Here are few minor points:
1) In the abstract, the authors suggest that magma emplacement in carbonaceous rocks may have increased the total amount of CO2 released. This is not really addressed in the text except in lines 159-161 where the authors write: “Indeed, the Eocene extrusive volcanism in Iran erupted through significant amounts of carbonate-rich rocks of Jurassic, Cretaceous, Paleogene age (e.g. Berberian and King, 1981)”. By looking at geologic maps in NW Iran, it seems to me that most of Eocene intrusions are found within Eocene volcanics and volcaniclastics (meaning that they intruded at shallow depth) rather than in Paleo-Mesozoic carbonates (while Paleogene carbonates are rather thin). I cannot see evidences of intrusions in carbonaceous lithology based on available geologic maps. It may be true, with erosion that has not brought yet these rocks at the surface, but currently there is not any evidence for that.
2) Reviewer 1 suggested also to look also at other regions as possible sources of arc volcanism around the MECO. Of course, the first region to look at would be the entire Middle East, which represents the upper plate of the Neothetys subduction system (Turkey, Armenia, Georgia, Azerbaijan). The authors replied ”Unfortunately, the lack of shapefiles of Eocene volcanic and intrusive rocks in Armenia and Azerbaijan, along the Lesser Caucasus Mountains (e.g. Allen and Armstrong, 2008), and plutons and volcanic rocks in Armenia (e.g. Moritz et al., 2016; Sahakyan et al., 2016), hampers calculations on additional CO2 emissions within these regions”
I do not think that the lack of shape files hampers the calculations. The lack of a geologic map with clear ages of volcanics hampers the calculations.
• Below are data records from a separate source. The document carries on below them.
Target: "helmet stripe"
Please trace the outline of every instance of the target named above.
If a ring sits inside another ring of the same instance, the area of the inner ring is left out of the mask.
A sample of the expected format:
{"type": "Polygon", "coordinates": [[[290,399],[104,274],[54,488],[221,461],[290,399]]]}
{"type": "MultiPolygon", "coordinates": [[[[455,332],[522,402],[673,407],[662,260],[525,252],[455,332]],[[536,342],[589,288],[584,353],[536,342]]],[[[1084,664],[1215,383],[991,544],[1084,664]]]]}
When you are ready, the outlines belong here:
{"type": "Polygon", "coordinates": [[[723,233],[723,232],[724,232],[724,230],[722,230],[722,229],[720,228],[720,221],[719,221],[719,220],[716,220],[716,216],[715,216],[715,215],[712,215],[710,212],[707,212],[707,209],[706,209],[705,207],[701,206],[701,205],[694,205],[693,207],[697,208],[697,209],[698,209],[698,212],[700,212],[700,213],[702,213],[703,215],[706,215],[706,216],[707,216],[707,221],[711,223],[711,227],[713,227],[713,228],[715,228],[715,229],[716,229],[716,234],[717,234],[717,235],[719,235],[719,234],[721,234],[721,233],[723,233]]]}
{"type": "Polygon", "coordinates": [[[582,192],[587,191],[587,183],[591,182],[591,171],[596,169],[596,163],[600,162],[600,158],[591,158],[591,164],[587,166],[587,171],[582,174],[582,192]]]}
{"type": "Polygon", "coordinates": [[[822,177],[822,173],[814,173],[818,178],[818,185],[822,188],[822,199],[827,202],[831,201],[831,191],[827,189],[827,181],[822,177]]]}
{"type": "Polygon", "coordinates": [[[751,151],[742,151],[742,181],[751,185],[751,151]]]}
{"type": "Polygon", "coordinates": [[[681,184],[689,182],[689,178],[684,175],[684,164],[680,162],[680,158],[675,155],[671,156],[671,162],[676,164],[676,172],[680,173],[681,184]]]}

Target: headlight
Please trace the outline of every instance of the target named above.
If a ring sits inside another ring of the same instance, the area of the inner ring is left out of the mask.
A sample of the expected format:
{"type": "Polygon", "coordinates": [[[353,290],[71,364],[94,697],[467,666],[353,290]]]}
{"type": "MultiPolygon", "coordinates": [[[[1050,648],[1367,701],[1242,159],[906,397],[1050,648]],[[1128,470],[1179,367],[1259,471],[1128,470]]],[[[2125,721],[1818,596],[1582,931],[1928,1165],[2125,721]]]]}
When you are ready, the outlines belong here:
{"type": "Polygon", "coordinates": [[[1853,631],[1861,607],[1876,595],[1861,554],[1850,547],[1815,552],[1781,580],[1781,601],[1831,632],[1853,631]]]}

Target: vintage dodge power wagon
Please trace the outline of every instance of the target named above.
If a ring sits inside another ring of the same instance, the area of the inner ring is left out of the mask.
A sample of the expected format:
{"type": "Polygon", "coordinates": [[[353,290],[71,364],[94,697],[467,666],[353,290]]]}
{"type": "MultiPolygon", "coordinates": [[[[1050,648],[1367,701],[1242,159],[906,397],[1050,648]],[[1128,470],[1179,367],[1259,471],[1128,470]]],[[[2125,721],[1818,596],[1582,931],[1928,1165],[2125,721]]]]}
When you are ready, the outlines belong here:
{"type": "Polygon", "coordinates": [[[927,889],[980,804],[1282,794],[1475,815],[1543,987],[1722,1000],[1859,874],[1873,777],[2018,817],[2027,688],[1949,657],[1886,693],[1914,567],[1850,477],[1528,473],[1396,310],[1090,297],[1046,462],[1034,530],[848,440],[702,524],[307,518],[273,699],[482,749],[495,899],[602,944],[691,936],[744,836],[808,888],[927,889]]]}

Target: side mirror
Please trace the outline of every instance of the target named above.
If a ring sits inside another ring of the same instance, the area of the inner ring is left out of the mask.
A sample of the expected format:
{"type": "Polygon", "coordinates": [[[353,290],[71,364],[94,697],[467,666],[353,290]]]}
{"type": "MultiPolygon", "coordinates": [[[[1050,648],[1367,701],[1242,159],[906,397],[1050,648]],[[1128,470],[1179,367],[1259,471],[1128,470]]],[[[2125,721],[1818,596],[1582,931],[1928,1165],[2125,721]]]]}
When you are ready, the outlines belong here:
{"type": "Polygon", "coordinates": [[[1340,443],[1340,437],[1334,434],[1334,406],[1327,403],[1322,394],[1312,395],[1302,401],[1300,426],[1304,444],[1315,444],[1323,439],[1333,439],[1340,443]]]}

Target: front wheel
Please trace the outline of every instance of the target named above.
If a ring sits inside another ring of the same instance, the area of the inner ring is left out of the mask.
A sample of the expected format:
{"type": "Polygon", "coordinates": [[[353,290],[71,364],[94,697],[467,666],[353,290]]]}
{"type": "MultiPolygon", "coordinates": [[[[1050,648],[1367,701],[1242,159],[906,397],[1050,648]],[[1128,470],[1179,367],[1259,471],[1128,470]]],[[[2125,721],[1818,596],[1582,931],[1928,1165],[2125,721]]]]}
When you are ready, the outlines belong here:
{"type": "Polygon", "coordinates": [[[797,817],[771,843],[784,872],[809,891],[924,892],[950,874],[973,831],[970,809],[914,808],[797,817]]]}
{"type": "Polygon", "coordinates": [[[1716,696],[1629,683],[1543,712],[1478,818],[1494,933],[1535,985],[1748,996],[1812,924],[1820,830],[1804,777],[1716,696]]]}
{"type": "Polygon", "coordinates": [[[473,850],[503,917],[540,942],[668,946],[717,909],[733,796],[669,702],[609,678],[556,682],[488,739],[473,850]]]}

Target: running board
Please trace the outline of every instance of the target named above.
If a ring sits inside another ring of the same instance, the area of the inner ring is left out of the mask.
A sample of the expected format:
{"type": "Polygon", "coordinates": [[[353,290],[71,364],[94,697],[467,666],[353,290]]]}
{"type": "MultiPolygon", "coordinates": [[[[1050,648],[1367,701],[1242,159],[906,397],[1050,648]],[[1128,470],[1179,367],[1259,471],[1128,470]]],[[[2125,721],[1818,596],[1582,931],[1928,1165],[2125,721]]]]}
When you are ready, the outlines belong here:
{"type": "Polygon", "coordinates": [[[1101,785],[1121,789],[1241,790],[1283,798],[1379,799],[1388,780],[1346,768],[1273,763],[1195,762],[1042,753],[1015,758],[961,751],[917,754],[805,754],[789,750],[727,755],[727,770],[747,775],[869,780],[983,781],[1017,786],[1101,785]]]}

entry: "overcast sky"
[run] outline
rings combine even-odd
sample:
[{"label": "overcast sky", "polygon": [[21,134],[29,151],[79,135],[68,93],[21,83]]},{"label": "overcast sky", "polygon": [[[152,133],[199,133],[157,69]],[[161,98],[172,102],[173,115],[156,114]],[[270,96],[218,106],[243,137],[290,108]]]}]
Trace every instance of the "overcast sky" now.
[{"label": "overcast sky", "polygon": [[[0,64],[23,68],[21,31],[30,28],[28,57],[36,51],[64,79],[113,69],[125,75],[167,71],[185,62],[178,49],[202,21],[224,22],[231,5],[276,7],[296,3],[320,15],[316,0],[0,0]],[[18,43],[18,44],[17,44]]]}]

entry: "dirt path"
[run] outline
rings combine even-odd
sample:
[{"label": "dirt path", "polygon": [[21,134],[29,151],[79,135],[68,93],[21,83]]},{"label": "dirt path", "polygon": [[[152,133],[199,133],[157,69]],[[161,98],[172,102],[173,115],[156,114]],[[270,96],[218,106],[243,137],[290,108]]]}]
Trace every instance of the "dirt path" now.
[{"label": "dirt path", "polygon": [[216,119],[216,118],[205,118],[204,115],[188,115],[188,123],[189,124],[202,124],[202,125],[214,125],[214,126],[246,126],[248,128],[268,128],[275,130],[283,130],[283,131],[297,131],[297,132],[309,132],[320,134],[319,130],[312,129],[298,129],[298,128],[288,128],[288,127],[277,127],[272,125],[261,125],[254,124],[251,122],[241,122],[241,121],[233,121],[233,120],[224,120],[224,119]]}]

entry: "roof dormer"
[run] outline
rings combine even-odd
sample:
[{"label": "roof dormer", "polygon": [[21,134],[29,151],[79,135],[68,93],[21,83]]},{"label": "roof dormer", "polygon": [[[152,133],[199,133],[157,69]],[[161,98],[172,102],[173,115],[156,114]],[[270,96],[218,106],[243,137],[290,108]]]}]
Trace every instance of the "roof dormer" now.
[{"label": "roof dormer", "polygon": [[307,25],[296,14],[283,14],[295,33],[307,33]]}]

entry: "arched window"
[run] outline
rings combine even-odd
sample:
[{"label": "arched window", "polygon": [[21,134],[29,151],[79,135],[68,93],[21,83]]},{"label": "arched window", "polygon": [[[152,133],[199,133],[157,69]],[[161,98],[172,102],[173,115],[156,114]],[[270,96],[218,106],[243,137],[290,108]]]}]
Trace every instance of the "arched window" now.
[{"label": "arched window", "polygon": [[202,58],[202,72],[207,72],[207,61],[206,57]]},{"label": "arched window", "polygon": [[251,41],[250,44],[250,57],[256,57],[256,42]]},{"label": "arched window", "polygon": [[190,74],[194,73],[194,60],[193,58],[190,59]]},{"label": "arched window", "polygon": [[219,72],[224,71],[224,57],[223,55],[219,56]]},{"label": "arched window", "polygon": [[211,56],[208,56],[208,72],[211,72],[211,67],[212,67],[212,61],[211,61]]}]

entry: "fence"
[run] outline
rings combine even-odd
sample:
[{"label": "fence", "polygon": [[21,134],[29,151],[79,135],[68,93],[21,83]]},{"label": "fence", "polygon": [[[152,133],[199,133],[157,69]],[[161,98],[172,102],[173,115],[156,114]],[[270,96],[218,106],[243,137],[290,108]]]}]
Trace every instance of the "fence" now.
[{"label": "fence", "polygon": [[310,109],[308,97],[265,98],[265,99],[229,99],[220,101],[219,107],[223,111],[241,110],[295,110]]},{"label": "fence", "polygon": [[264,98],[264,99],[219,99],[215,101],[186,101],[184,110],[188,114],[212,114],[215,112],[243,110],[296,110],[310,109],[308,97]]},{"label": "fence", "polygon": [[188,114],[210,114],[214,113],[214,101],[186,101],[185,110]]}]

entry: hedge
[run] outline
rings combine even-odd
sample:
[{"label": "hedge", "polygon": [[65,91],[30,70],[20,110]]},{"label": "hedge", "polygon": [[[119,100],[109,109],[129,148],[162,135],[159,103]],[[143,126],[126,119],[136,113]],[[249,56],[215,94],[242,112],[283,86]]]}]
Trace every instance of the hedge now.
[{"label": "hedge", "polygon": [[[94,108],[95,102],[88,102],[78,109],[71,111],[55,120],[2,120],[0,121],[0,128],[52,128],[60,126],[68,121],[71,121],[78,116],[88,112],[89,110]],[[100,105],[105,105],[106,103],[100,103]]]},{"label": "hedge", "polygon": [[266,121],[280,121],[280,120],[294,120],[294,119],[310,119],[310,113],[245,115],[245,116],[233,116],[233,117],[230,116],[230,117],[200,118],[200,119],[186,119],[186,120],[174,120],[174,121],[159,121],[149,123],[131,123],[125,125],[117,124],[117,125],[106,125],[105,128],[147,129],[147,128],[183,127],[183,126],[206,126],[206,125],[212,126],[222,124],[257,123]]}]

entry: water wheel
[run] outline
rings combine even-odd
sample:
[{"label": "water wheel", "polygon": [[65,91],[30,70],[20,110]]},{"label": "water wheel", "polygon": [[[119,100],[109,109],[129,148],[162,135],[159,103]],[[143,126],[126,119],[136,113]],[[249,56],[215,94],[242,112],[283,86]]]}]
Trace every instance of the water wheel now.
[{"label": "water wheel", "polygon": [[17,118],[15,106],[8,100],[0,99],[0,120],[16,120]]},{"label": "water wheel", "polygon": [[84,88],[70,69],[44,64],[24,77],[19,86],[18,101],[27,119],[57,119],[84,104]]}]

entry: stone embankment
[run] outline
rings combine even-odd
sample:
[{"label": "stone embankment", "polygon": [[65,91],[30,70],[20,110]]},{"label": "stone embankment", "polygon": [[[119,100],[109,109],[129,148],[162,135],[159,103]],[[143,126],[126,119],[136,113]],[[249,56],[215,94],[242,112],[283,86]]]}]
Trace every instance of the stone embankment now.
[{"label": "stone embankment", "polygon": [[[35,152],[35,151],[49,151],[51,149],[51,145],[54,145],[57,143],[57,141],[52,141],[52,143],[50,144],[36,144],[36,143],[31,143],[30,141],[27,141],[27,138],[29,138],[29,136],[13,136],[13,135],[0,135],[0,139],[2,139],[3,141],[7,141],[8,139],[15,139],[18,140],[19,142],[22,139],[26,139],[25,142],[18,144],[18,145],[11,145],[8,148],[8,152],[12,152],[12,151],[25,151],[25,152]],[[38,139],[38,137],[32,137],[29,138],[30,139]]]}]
If you have a geologic map with good age information you can easily digitize the contours of the Middle Eocene volcanics and create a shape file. Note, however, that there is still a large volume of volcanic and volcaniclastic rocks buried below late Cenozoic sediments that are difficult to estimate. This is particularly true in Central Iran where depositional processes are dominant and localized exhumation hasn’t yet exposed the Eocene volcanics. This means that any estimates based on outcrops will be always a very minimum value.
Finally, I am not a geochemist, so I cannot comment on the calculations for estimating the released CO2, but I guess that the starting point is a reliable estimate of the volume of volcanics and volcaniclastics ejected around the MECO.
I hope these comments will help. Good luck.